Hundreds of western Lake Macquarie residents were left shaken and a little stirred following the demolition of a concrete storage bin at the former West Wallsend Colliery on Thursday afternoon.
The controlled explosion, which occurred at 12.35pm, was felt between West Wallsend and Warners Bay.
A Glencore spokesman said the blast, which had been planned for months, was part of the decommissioning of the former underground mine.
“We attempted to notify as many people as we possibly could,” the spokesman said.
“It was a controlled and planned explosion that was carried out as intended.”
It may have gone to plan but social media was abuzz within minutes with anxious residents searching for an explanation of what they had just experienced.
Gayle Williams, who owns Amblside Antiques Boolaroo, said she held her breath and watched as the awning of her Main Road shop started shaking.
“Everything in the shop was shaking. I was thinking I have got to get out of the here,” she said.
Gail Paterson from nearby Second-Love Treasures compared the incident to the 1989 earthquake.
“It was definitely similar, but it didn’t go for as long,” Ms Paterson said.
“The first thing I did was ring my daughter at Warners Bay.
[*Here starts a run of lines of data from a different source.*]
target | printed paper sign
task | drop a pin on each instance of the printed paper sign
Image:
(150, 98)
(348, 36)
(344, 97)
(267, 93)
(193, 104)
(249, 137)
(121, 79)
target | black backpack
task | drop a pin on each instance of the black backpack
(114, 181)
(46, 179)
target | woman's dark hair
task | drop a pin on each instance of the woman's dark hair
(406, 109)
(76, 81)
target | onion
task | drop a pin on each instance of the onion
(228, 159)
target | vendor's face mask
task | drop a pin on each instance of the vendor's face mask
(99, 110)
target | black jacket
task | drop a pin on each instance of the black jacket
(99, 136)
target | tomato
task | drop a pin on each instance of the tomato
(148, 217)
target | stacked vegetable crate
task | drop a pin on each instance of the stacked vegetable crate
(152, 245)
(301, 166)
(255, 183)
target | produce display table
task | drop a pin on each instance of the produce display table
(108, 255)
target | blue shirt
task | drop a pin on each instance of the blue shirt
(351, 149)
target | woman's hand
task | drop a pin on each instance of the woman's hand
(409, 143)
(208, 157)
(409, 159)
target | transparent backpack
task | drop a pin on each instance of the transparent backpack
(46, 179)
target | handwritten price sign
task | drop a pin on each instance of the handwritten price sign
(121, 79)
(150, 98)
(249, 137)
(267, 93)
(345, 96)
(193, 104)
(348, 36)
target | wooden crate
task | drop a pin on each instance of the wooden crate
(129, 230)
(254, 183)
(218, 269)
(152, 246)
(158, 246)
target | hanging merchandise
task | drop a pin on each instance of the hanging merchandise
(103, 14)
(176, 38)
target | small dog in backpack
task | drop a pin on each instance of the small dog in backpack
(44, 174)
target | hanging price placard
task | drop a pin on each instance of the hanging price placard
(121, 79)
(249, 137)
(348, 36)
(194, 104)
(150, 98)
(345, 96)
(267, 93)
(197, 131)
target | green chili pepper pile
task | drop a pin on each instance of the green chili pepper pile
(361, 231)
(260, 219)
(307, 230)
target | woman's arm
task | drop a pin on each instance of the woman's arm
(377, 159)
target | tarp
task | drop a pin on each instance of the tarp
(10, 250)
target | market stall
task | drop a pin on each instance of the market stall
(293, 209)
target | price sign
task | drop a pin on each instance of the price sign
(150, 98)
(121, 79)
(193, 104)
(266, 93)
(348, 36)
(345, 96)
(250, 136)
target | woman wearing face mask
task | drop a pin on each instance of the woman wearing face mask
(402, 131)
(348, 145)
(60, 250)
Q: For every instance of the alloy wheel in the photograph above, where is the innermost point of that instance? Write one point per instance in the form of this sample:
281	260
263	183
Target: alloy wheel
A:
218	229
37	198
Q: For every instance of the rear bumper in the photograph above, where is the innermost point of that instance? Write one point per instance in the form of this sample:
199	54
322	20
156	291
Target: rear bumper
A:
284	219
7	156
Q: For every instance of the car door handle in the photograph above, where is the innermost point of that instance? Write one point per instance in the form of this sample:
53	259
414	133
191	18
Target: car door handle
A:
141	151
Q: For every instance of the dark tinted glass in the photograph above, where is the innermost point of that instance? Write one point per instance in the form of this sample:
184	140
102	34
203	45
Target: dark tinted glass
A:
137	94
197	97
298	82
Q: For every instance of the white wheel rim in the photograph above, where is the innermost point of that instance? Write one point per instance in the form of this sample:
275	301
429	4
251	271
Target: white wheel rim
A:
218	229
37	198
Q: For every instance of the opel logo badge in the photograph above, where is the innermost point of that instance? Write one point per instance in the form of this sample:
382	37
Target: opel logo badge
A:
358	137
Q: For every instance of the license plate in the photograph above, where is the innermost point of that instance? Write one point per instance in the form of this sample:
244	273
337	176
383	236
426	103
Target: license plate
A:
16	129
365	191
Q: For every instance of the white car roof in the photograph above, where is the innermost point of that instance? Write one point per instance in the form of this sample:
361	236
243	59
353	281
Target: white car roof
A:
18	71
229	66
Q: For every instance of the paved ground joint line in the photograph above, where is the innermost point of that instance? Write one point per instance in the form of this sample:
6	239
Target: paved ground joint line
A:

She said they felt it over there as well.”
Seventh Street Boolaroo resident Mel Murrary said she initially thought a car had hit her house.
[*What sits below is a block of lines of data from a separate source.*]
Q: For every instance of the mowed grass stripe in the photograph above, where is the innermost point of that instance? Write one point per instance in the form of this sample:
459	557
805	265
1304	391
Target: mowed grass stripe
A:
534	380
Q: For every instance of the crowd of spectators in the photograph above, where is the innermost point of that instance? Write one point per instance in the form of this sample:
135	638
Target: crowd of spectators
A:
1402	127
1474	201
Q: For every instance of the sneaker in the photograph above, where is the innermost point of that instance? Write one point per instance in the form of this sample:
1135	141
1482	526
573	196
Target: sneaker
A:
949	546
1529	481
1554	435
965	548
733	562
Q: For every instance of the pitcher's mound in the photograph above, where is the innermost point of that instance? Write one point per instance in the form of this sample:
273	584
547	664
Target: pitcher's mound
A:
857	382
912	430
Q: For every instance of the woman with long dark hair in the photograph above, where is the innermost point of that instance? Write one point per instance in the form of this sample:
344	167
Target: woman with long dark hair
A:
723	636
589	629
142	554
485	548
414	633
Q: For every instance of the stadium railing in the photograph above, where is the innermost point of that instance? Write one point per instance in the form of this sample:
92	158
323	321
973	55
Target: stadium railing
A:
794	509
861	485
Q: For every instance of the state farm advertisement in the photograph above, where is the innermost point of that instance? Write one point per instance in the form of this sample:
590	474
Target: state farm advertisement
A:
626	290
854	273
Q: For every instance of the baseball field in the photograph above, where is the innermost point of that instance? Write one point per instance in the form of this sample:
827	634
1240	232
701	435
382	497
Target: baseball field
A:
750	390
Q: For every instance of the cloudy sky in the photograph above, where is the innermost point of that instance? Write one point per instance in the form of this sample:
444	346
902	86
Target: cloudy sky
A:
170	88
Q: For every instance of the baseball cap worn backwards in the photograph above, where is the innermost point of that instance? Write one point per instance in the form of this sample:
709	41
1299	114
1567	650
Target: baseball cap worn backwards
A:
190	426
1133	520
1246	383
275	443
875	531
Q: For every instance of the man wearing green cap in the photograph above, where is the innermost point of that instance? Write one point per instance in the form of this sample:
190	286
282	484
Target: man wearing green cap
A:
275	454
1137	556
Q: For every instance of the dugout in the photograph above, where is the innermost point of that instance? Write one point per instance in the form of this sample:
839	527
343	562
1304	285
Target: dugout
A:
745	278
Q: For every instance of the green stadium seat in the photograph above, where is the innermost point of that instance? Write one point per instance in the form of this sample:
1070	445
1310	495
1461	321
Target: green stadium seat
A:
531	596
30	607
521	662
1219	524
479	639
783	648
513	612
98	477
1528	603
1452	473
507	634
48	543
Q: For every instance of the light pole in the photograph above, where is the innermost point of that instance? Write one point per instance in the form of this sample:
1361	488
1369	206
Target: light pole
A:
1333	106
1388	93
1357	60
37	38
“It definitely felt like something had hit the house or exploded; it was a massive shock,” she said.
Geoscience Australia, the official source of information about earthquakes and tremors, had no record of the incident.
“We will often record a mine explosion up that way (Hunter Valley) as a tremor, but in this case we haven’t recorded anything,” a spokesman said.
Lake Macquarie police said the explosion had not been reported as an incident.
The mine opened in 1969 and operated as a bord-and-pillar mine until 1987, when it switched to longwall operation.
Glencore announced its closure in March 2015.
West Wallsend ran into problems in August 2013 when the Newcastle Herald revealed cliff falls and other problems in the Sugarloaf State Conservation Area above the colliery.
Production stopped for some weeks in June, 2015 after a “face fall” in one of the mine’s longwall panels.
In August, Glencore announced the longwall equipment would be left underground at the site of the face fall.
Production was also impacted by a roof fall on 11 October, 2015.